We make a distinction, convenient but false, between the works of human art and the works of nature. But suppose for a moment that we were extraterrestrial visitors touring Earth for the first time: what would we see? We’d see strange and beautiful landscapes—some of them stark and angular, others green and gentle. Some features in them would be the products of erosion. Others would have been put there by tool-using mammalian creatures. Still others, and among them surely some of the most magnificent, would have been grown by innumerable tiny sea animals. Perhaps as extraterrestrial visitors we would find in coral reefs our best evidence that life on Earth had really accomplished something.

Earth’s great cities might look something like coral reefs to extraterrestrials who didn’t know any better. After a while, we might learn from observation that the coral reefs were homes built by stationary creatures, whereas the builders of the cities are mobile and in fact spend a good part of their lives migrating across miles of urban landscape. But to us extraterrestrials that’s a small distinction. The main thing is that both humans and corals have evolved the capacity to build their own permanent residences, and in so doing to change the nature of the land or sea around them.
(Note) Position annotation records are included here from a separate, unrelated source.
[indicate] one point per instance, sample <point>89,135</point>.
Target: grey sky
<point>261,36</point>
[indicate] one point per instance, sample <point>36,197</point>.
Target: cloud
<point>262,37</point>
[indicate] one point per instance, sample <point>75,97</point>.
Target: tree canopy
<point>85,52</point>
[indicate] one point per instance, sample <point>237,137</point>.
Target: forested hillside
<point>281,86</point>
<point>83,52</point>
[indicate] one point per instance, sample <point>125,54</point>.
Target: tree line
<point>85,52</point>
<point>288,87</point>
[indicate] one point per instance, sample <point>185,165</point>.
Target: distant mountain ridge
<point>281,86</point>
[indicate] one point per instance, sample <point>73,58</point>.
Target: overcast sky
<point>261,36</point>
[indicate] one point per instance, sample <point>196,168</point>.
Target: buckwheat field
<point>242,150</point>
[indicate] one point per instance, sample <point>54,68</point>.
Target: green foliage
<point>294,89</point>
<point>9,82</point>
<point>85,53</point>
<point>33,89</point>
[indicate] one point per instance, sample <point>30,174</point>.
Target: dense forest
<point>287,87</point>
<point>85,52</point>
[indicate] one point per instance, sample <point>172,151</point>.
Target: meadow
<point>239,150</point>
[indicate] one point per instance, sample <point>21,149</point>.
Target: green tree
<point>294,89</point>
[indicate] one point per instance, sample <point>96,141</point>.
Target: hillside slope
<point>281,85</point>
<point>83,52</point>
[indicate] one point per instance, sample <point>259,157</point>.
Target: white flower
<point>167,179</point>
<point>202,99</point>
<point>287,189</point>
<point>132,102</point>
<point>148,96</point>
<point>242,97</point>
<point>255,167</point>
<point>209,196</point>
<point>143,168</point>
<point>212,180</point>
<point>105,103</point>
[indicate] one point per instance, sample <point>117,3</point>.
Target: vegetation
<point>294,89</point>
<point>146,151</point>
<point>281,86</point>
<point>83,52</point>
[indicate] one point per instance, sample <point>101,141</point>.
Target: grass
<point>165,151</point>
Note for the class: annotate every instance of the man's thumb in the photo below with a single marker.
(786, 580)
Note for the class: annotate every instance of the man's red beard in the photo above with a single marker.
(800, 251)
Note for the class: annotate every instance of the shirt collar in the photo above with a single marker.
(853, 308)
The humans, who are an argumentative lot (one of the many ways they might appear to be inferior to the corals), might point out that corals build by blind instinct, whereas humans have an innate sense of beauty and order. Yet the corals consistently produce works that are breathtakingly beautiful to humans, whereas humans—by our own admission—more often produce breathtakingly ugly architectural excrescences that you’d never catch a self-respecting coral living in.

One of the ironies of human nature is that we tend to turn out ugly cities when we put the most thought into them. Left to grow by itself, a city may have ugly sections, but the city as a whole is almost invariably beautiful. Subjected to the whims of urban planners, the city suddenly finds itself shot full of holes, empty spots where the urban planner has decreed a pedestrian mall or ample free parking.

Zoning laws are among the most pernicious enemies of the city. The laws were conceived with the very best intentions. Their laudable purpose was to keep warehouses and factories from encroaching too much on residential neighborhoods. But instead of preserving the character of a neighborhood, zoning laws more often outlaw the very things that make up that character.

In a city neighborhood in Pittsburgh, if your house is destroyed, it is—or at least was until recently—probably illegal to replace it with an exact duplicate. Even though your house may be nearly identical to every other house on your street, the zoning laws demand something entirely different. You need to be set back farther from the street; you need more space between your house and your neighbors’. In fact, the creators of the zoning laws would dearly love it if you constructed a suburban ranch house on a street of Second Empire rowhouses. The ideal of the suburb has been forced onto the city, with catastrophic results for many formerly beautiful urban neighborhoods.

Fortunately, there’s a long-overdue reaction afoot. Zoning laws are slowly being rationalized–sometimes over the vociferous objections of misguided neighborhood activists. In some cities, the tide has turned so far the other way that new developments in certain areas must conform to the ideals of the “new urbanism.”

What will the city of the future look like? In the 1950s and 1960s, we imagined the city of the future as looking a lot like the suburbs—open green spaces with a few buildings here and there and no obvious shopping area. (In these cities of the long-past future, the government apparently supplied everyone’s wants.) But now we know better. The city of the future will look more like the city of the past—at least the city of the past in its best aspects. If we plan wisely now, we might be able to avoid the worst aspects of the city of the past. If we can manage that, we might come close to finding our paradise on Earth. At least we’ll impress the extraterrestrials.